Aufgaben der Fachstelle für behinderte Menschen im Arbeitsleben:
Besonderer Kündigungsschutz, Sachverhaltsermittlung zu Anträgen der Arbeitgeber auf Zustimmung zur Kündigung von Menschen mit Behinderung
Begleitende Hilfe im Arbeitsleben:
- Beratung von Arbeitgebern, Menschen mit Behinderung, Betriebsräten, Schwerbehindertenvertretungen
- Finanzielle Hilfe aus Mitteln der Ausgleichsabgabe für einen behindertengerechten Arbeitsplatz
- Existenzgründungen von Menschen mit Behinderung (Beratung und finanzielle Hilfen)
Aufgabenteilung des LVR-Inklusionsamtes und der Fachstellen
Im Rheinland sind die Fachstellen für behinderte Menschen im Arbeitsleben (Benennung auch Fachstellen für schwerbehinderte Menschen im Arbeitsleben, Fachstellen für behinderte Menschen im Beruf, ehemals: örtliche Fürsorgestellen) Kooperationspartner des Landschaftsverband Rheinland (
LVR) im Bereich Arbeit und Behinderung.
Das
LVR-Inklusionsamt ist insbesondere zuständig für finanzielle Hilfen an Arbeitgeber zur Schaffung neuer, zusätzlicher Ausbildungs- und Arbeitsplätze für schwerbehinderte und gleichgestellte behinderte Menschen sowie für die behinderungsgerechte Gestaltung von Räumlichkeiten des Arbeitgebers, die nicht Teil des Arbeitsplatzes sind, aber ebenso der behinderungsgerechten Anpassung bedürfen, wie
z. B. durch Aufzüge, Rampen, Sanitäranlagen.
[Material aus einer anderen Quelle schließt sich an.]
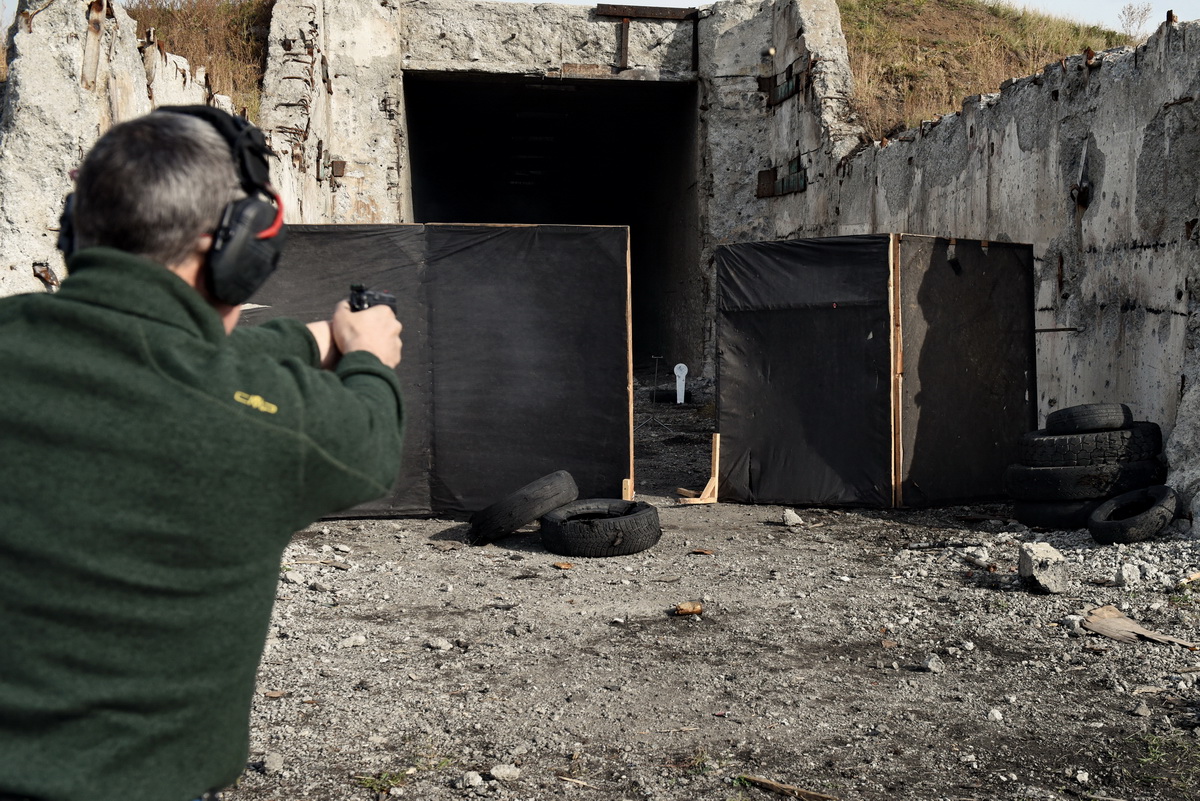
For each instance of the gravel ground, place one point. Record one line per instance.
(831, 656)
Die Fachstellen für behinderte Menschen im Arbeitsleben sind zuständig für finanzielle Hilfen an Arbeitgeberinnen und Arbeitgeber zur behinderungsgerechten Gestaltung von einzelnen bereits bestehenden Arbeitsplätzen sowie für die meisten Leistungen an die Menschen mit Behinderungen Menschen selbst.
Für einige finanzielle Hilfen kann auch ein Rehabilitationsträger vorrangiger Leistungsträger sein.